A proposed mansion tax by Labour and the Liberal Democrats could potentially deter wealthy investors in various property hotpots in the UK.
They will be taxed per annum based on 1% the value of their property, meaning someone with a property worth between £2m and £3m will pay £3,000 a year, which is between 0.1% and 0.15% of its value. This is better than the Lib Dem’s original proposal in 2010 for a 1% levy on the value of a property above £2m, someone with a £3m property would have been paying £10,000.
Savills recent report warns the government that a fall in international purchases could see £1bn losses in tax revenue from stamp duty, inheritance tax and capital gains tax as a result of this levy. IF you are the leaseholder on a block of flats that is worth in excess of £2m, you could be at risk of this levy applying to you!
This tax will affect asset-rich cash-poor persons the worse. There should be safeguards for people on low or middle incomes who bought properties decades ago and have seen their market value rocket, for example, the house that the family have lived in for decades.
Analysis by head of statistics Anthony Reuben
‘Someone with a property worth between £2m and £3m will pay £3,000 a year, which is between 0.1% and 0.15% of its value.

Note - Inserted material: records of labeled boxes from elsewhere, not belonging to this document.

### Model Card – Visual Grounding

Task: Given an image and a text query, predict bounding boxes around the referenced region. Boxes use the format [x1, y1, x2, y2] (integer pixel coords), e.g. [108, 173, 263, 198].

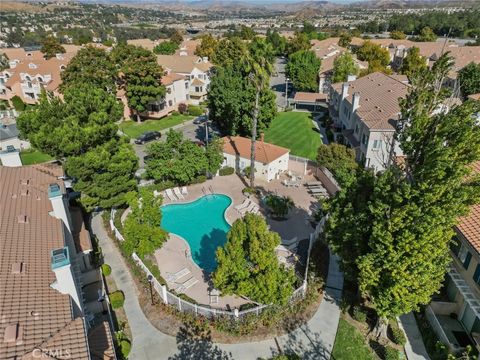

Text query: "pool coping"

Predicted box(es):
[160, 192, 233, 274]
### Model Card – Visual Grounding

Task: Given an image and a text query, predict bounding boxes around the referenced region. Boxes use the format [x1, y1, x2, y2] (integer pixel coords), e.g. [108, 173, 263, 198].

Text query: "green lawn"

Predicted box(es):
[332, 318, 376, 360]
[265, 111, 322, 160]
[120, 115, 193, 138]
[20, 150, 53, 165]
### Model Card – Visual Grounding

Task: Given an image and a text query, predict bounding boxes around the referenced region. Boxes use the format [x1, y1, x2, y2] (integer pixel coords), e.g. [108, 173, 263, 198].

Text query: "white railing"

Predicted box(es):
[110, 209, 324, 319]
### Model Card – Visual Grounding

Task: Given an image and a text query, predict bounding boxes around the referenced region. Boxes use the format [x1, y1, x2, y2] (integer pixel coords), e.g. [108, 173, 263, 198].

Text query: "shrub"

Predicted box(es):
[187, 105, 203, 116]
[102, 264, 112, 276]
[178, 103, 187, 114]
[352, 305, 367, 322]
[390, 325, 407, 346]
[108, 290, 125, 309]
[11, 95, 25, 111]
[218, 166, 235, 176]
[383, 345, 400, 360]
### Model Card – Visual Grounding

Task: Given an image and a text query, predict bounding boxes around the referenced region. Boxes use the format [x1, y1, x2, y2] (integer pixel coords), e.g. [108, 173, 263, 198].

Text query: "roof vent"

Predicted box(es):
[17, 215, 29, 224]
[3, 323, 23, 344]
[12, 262, 25, 274]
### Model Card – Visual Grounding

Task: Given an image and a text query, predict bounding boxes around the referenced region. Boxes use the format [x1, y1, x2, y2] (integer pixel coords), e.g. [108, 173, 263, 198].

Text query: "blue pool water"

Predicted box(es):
[161, 194, 232, 272]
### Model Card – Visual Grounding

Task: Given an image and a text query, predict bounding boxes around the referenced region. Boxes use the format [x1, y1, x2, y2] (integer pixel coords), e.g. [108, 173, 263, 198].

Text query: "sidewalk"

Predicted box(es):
[398, 313, 430, 360]
[92, 215, 343, 360]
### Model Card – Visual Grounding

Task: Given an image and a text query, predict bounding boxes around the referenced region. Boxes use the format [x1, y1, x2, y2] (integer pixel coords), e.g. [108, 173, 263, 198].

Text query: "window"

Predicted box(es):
[373, 140, 382, 150]
[458, 245, 472, 269]
[473, 264, 480, 285]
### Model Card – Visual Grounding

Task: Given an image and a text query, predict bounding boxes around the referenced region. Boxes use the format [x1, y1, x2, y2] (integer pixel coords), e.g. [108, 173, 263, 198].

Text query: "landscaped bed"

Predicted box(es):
[119, 114, 193, 138]
[265, 111, 322, 160]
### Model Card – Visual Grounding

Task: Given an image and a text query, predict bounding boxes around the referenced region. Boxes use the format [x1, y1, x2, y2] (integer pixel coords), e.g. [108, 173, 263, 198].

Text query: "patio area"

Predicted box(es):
[155, 174, 324, 309]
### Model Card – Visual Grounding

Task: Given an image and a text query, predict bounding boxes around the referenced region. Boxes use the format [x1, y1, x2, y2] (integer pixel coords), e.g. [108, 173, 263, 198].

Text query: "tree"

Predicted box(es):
[317, 143, 358, 187]
[17, 84, 122, 158]
[212, 214, 295, 305]
[390, 30, 407, 40]
[338, 32, 352, 48]
[286, 50, 321, 92]
[332, 52, 359, 83]
[146, 130, 215, 185]
[153, 41, 178, 55]
[65, 139, 138, 211]
[458, 62, 480, 96]
[400, 47, 427, 78]
[111, 45, 165, 121]
[207, 65, 277, 136]
[287, 32, 311, 56]
[60, 46, 117, 94]
[195, 33, 218, 59]
[123, 188, 167, 258]
[40, 36, 65, 60]
[415, 26, 437, 42]
[325, 54, 480, 335]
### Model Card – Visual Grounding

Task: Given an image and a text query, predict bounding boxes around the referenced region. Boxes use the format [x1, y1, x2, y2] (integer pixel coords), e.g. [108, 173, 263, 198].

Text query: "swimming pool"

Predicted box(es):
[161, 194, 232, 272]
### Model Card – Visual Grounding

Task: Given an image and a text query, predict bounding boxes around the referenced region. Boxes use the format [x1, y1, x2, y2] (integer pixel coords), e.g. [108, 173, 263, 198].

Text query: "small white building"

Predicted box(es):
[223, 136, 290, 181]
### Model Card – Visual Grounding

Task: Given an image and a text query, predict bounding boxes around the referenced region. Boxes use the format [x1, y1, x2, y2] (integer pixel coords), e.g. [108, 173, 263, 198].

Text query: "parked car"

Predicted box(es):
[135, 131, 162, 145]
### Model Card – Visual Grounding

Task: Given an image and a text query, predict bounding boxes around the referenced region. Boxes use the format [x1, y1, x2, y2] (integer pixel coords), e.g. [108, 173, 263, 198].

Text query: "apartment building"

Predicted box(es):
[311, 37, 368, 93]
[0, 164, 116, 360]
[0, 47, 78, 104]
[157, 55, 213, 105]
[329, 72, 408, 171]
[426, 161, 480, 352]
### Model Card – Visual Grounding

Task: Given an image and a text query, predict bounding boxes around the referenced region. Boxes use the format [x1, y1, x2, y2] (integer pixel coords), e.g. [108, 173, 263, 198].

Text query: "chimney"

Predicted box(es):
[0, 145, 22, 167]
[50, 246, 83, 312]
[352, 92, 360, 113]
[48, 183, 72, 235]
[342, 83, 349, 100]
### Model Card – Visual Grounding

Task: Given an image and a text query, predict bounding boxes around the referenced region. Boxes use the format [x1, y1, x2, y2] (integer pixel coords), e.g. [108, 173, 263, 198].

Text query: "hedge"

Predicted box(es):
[108, 290, 125, 309]
[218, 166, 235, 176]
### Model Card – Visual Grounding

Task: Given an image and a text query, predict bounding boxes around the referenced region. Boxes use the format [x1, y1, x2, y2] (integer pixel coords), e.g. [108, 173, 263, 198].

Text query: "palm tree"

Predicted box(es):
[246, 40, 273, 188]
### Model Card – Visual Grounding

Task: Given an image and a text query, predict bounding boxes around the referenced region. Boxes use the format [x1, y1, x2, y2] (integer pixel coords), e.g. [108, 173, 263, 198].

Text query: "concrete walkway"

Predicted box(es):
[92, 215, 343, 360]
[398, 313, 430, 360]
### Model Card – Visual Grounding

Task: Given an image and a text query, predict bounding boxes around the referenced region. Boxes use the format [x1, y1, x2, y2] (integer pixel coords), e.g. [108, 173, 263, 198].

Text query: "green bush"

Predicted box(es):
[187, 105, 203, 116]
[11, 95, 25, 111]
[102, 264, 112, 276]
[390, 325, 407, 346]
[218, 166, 235, 176]
[108, 290, 125, 309]
[352, 305, 367, 322]
[383, 345, 400, 360]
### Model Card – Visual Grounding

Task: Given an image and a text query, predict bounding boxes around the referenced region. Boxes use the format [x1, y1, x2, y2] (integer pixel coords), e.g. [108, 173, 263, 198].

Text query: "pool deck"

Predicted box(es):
[155, 174, 317, 309]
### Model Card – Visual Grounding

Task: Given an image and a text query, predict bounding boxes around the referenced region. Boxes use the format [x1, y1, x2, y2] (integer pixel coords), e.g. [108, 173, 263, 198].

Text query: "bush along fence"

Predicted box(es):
[110, 209, 324, 319]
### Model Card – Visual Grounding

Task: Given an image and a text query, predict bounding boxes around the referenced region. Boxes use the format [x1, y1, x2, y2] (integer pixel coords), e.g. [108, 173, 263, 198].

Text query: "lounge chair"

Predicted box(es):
[234, 199, 252, 211]
[173, 188, 185, 200]
[166, 268, 190, 282]
[175, 277, 198, 292]
[165, 189, 178, 201]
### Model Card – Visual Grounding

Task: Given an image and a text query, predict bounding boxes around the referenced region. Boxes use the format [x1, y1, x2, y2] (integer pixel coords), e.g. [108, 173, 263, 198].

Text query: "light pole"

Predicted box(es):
[285, 77, 290, 109]
[147, 274, 154, 305]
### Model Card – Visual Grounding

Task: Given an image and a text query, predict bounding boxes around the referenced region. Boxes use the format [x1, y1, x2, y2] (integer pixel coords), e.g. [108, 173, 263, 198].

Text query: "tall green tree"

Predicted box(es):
[458, 62, 480, 96]
[400, 46, 427, 78]
[286, 50, 322, 92]
[65, 139, 138, 211]
[212, 214, 295, 305]
[60, 46, 117, 94]
[17, 84, 122, 158]
[123, 188, 167, 258]
[332, 52, 359, 83]
[195, 33, 218, 60]
[111, 45, 165, 121]
[325, 54, 480, 335]
[40, 36, 65, 60]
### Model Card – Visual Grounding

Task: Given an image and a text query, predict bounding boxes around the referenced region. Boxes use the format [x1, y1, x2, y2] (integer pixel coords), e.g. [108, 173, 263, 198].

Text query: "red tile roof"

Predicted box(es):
[223, 136, 290, 164]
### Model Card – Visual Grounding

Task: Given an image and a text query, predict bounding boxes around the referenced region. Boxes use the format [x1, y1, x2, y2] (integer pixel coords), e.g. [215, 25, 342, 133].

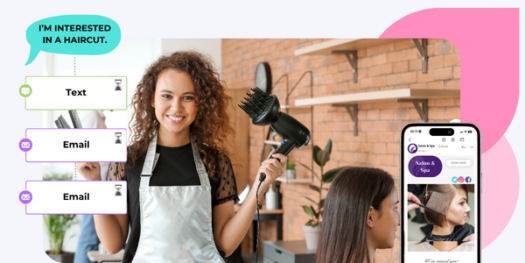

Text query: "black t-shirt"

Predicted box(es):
[108, 143, 238, 263]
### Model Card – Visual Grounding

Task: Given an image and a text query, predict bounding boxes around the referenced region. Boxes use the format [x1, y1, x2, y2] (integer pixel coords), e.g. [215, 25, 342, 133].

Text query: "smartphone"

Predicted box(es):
[400, 123, 481, 263]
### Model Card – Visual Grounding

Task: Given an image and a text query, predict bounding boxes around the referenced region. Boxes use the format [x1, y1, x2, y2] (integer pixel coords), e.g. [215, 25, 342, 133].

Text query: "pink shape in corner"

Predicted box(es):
[380, 8, 519, 153]
[481, 136, 519, 248]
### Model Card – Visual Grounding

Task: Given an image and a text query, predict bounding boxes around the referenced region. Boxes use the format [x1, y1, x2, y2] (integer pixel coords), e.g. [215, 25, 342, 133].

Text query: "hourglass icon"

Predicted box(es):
[115, 79, 122, 91]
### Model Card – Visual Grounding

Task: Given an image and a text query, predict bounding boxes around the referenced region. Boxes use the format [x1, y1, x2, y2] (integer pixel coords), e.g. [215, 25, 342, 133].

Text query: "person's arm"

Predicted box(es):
[76, 163, 129, 254]
[213, 151, 288, 256]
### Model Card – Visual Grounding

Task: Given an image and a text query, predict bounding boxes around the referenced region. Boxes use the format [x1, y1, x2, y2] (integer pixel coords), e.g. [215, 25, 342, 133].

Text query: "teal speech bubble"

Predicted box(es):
[26, 15, 121, 66]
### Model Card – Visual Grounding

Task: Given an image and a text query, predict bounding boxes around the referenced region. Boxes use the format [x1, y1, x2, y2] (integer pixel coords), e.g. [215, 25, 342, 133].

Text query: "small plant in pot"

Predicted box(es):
[286, 162, 295, 179]
[44, 173, 76, 263]
[299, 139, 346, 249]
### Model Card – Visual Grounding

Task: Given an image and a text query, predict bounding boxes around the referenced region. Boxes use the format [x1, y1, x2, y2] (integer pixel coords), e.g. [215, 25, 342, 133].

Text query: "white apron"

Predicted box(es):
[133, 136, 224, 263]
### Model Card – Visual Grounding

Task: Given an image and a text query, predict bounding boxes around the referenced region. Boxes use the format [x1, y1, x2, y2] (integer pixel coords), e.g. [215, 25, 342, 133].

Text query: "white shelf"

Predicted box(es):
[281, 105, 312, 110]
[275, 176, 312, 184]
[295, 89, 460, 106]
[294, 38, 396, 56]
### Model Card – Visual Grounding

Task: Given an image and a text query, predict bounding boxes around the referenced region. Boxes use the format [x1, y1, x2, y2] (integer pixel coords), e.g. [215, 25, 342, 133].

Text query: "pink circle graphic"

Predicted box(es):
[380, 8, 519, 153]
[380, 8, 519, 251]
[481, 136, 519, 248]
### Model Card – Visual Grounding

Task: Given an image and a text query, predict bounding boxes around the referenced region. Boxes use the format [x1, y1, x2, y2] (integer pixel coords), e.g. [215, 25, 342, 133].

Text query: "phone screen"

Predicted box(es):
[401, 123, 481, 263]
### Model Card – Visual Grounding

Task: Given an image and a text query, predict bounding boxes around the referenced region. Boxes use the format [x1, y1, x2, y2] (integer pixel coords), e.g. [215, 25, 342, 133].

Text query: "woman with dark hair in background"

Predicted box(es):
[316, 167, 400, 263]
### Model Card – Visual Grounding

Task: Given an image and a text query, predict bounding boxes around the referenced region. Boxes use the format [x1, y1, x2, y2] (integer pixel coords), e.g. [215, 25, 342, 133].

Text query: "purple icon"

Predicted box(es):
[408, 156, 443, 177]
[408, 143, 417, 153]
[18, 138, 33, 152]
[18, 190, 33, 205]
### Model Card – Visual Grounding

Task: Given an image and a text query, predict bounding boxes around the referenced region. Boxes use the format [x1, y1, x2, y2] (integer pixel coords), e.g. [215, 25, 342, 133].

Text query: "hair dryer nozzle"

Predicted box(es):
[239, 88, 281, 126]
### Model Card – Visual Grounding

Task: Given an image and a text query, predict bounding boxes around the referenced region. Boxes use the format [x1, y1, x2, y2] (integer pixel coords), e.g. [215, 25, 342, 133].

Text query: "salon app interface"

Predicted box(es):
[401, 126, 480, 263]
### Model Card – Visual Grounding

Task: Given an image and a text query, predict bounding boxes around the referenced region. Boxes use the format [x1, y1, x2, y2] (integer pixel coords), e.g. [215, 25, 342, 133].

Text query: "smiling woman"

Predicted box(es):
[77, 52, 287, 263]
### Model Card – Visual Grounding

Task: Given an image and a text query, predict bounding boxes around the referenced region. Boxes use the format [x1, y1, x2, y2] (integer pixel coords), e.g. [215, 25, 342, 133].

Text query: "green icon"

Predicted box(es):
[18, 84, 33, 98]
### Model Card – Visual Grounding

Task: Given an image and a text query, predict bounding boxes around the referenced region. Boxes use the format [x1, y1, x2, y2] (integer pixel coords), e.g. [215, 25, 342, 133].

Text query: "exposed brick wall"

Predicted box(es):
[222, 39, 460, 262]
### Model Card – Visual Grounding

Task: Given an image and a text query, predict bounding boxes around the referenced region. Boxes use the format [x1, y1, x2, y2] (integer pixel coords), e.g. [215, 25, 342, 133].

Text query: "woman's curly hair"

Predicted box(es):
[119, 51, 234, 178]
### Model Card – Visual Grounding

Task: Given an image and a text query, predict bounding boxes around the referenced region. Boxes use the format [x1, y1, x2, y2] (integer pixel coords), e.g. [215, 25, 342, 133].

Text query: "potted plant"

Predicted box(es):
[44, 173, 76, 263]
[286, 162, 295, 179]
[299, 139, 346, 249]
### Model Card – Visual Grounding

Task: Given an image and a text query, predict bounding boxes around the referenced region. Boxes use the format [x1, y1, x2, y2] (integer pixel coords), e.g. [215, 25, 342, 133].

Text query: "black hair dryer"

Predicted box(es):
[239, 88, 311, 181]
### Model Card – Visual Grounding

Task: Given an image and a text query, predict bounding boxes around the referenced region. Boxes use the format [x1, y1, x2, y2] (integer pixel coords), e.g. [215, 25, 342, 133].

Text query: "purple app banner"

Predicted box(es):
[408, 156, 443, 177]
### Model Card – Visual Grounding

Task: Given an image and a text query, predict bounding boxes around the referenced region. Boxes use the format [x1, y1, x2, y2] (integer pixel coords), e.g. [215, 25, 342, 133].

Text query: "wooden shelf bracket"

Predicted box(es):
[397, 99, 428, 122]
[332, 50, 357, 83]
[414, 38, 428, 73]
[332, 104, 358, 136]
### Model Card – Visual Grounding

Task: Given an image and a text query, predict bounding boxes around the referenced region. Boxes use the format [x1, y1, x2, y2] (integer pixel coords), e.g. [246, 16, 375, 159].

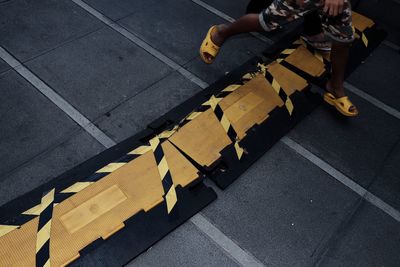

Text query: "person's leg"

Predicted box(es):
[200, 0, 300, 63]
[322, 0, 357, 113]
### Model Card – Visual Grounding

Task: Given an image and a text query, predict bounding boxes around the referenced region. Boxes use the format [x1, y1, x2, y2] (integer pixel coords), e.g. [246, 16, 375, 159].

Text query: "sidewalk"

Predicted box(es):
[0, 0, 400, 266]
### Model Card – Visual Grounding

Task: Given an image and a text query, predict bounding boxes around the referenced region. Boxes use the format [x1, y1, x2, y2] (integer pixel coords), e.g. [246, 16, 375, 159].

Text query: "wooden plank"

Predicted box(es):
[0, 141, 203, 266]
[220, 74, 283, 138]
[169, 109, 231, 166]
[60, 185, 127, 234]
[285, 46, 325, 77]
[0, 218, 39, 266]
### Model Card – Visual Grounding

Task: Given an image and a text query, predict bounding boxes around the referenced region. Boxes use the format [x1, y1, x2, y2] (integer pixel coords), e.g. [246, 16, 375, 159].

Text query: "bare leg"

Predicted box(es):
[326, 42, 356, 112]
[206, 14, 263, 59]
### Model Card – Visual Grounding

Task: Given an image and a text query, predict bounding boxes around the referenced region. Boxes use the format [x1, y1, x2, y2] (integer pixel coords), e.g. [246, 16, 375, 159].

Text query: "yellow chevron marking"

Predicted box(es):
[271, 79, 281, 94]
[186, 112, 202, 121]
[61, 182, 93, 193]
[222, 85, 241, 92]
[203, 96, 222, 109]
[285, 97, 294, 115]
[165, 185, 178, 213]
[0, 225, 19, 237]
[158, 156, 168, 180]
[221, 114, 231, 133]
[22, 189, 54, 216]
[128, 146, 151, 155]
[234, 142, 244, 159]
[281, 48, 296, 55]
[36, 220, 51, 253]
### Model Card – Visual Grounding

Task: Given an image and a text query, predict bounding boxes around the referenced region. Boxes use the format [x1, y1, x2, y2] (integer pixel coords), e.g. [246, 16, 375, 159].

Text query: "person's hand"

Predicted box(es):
[296, 0, 304, 8]
[324, 0, 344, 17]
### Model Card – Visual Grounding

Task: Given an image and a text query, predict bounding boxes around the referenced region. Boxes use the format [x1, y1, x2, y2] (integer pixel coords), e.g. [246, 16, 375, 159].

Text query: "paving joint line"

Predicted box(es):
[191, 0, 274, 45]
[281, 136, 400, 222]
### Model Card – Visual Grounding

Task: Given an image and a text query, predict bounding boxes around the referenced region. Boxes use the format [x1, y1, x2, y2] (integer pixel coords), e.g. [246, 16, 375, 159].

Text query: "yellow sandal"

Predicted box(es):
[324, 92, 358, 117]
[200, 25, 220, 64]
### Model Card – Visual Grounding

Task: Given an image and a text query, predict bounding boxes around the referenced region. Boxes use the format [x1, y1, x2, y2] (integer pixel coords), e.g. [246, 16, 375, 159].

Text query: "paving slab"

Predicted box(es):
[320, 203, 400, 266]
[119, 0, 268, 65]
[126, 222, 239, 267]
[203, 143, 357, 266]
[85, 0, 138, 21]
[0, 0, 103, 61]
[348, 44, 400, 110]
[199, 0, 250, 19]
[0, 130, 105, 206]
[27, 28, 171, 120]
[289, 93, 400, 187]
[368, 139, 400, 213]
[184, 36, 268, 83]
[96, 72, 201, 142]
[355, 0, 400, 45]
[0, 70, 78, 181]
[0, 59, 10, 73]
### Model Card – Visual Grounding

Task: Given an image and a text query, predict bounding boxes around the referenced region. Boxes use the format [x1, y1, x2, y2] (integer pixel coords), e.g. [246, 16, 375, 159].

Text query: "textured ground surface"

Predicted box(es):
[0, 0, 400, 266]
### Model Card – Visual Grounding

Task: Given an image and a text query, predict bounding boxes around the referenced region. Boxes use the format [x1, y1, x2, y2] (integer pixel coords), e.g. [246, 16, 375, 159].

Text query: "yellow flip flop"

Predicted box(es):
[324, 92, 358, 117]
[200, 25, 220, 64]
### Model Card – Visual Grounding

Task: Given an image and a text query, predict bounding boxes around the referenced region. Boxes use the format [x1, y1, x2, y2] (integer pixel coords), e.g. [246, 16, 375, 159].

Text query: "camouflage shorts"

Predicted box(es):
[259, 0, 354, 43]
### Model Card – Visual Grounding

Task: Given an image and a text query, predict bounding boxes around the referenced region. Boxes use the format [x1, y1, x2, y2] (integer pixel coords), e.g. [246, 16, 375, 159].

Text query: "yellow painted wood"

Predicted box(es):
[285, 46, 325, 77]
[169, 109, 231, 166]
[268, 62, 308, 96]
[60, 185, 127, 234]
[220, 74, 284, 138]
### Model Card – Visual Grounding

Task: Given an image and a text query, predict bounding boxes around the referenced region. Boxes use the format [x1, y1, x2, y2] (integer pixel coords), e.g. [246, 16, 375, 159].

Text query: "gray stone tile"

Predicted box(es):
[202, 0, 250, 19]
[0, 129, 104, 206]
[320, 203, 400, 266]
[96, 72, 200, 141]
[203, 143, 357, 266]
[119, 0, 268, 64]
[85, 0, 138, 21]
[0, 70, 78, 181]
[0, 59, 10, 73]
[126, 222, 239, 267]
[348, 44, 400, 110]
[27, 28, 171, 120]
[368, 137, 400, 213]
[0, 0, 103, 61]
[289, 93, 400, 187]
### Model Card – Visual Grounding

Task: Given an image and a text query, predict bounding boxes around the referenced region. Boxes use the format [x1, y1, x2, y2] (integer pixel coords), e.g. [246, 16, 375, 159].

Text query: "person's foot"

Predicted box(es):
[204, 24, 227, 61]
[325, 81, 358, 114]
[302, 33, 332, 52]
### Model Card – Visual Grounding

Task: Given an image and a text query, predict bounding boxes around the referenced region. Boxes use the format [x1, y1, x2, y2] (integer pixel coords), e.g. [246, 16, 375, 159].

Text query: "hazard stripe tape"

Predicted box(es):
[149, 136, 178, 214]
[36, 189, 55, 267]
[265, 70, 294, 116]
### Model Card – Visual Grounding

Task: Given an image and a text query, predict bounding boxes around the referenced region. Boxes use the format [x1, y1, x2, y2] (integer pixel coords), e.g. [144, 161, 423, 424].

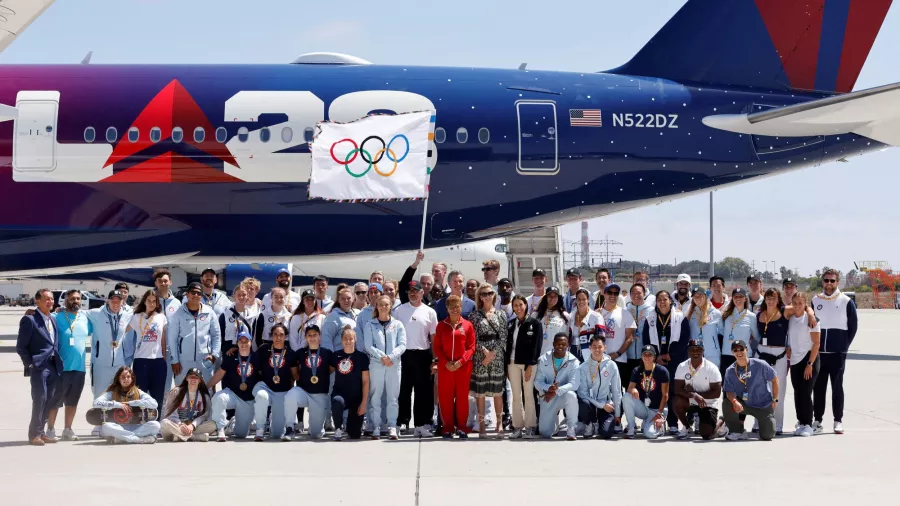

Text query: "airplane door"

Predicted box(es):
[516, 100, 559, 174]
[13, 91, 59, 171]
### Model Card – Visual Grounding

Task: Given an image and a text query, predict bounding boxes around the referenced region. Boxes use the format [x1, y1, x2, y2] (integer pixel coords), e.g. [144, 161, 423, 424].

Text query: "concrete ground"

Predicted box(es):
[0, 307, 900, 506]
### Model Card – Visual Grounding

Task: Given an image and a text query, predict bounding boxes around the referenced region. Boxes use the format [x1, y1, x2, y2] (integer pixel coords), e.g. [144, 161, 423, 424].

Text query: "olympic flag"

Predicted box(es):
[309, 111, 434, 202]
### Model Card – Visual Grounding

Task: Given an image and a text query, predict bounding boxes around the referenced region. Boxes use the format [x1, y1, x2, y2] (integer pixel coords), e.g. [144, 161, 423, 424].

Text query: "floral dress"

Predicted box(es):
[469, 310, 506, 397]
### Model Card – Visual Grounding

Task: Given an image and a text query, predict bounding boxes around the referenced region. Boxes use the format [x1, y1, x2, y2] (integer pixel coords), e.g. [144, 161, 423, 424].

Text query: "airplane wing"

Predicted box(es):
[0, 0, 56, 52]
[703, 83, 900, 146]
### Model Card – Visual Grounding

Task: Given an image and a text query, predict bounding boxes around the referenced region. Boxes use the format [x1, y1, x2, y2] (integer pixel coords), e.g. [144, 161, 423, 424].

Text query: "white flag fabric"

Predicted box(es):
[309, 111, 435, 202]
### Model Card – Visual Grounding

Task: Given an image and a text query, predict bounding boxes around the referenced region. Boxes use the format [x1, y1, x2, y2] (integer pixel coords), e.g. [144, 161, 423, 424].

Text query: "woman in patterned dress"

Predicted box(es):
[469, 284, 506, 439]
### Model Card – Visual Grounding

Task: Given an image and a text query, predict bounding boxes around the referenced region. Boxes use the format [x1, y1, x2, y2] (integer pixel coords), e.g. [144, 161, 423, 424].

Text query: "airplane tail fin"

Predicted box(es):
[610, 0, 893, 93]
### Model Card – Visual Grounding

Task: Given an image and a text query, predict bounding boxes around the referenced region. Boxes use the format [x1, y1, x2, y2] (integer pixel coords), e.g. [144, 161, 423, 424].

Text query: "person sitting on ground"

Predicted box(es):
[722, 340, 779, 441]
[94, 365, 159, 444]
[162, 367, 216, 442]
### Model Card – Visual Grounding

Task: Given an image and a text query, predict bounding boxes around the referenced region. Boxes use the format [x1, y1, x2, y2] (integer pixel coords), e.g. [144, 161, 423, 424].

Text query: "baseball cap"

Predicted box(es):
[731, 339, 747, 350]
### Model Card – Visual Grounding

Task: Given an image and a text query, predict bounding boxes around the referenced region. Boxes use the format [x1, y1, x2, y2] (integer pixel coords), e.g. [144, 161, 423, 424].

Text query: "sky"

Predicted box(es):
[0, 0, 900, 275]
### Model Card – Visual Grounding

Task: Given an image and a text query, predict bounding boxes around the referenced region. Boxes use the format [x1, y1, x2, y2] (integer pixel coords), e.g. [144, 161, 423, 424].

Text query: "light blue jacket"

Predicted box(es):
[357, 316, 406, 367]
[83, 305, 134, 369]
[322, 306, 356, 353]
[94, 390, 159, 410]
[534, 350, 579, 396]
[578, 353, 622, 417]
[166, 304, 222, 367]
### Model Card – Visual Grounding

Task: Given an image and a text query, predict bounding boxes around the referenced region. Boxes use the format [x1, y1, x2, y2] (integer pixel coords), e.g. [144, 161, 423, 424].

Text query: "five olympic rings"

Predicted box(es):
[330, 134, 409, 178]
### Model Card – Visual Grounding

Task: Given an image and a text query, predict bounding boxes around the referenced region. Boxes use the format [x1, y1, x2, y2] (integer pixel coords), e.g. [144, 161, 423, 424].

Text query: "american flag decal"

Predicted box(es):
[569, 109, 603, 127]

Under the Liberal Democrats’ original proposals for a 1% levy on the value of a property above £2m, someone with a £3m property would have been paying £10,000.
They would be quite relieved by today’s suggestions, but someone with a property worth just over £2m would not have expected to be paying very much at all.
If Labour gets £3,000 from 100,000 homes it will raise £300m, which is well short of the £1.2bn it aims to raise, so clearly there will have to be considerably larger amounts raised from properties in higher bands and from foreign owners with a second home in Britain.
He said “asset-rich, cash poor” homeowners who do not earn enough to pay income tax at 40% would be able to defer payment of the mansion tax until “the property changes hands”.
Mr Balls said it was “simply untrue” that homes worth much less than £2m right now would end up paying the tax in future as a result of what is known as fiscal drag.
Linking the threshold at which people start paying the tax to price inflation in the £2m plus bracket rather than average inflation, he added, meant Labour were able to “guarantee that more modest properties are not brought into the scope of the tax”.’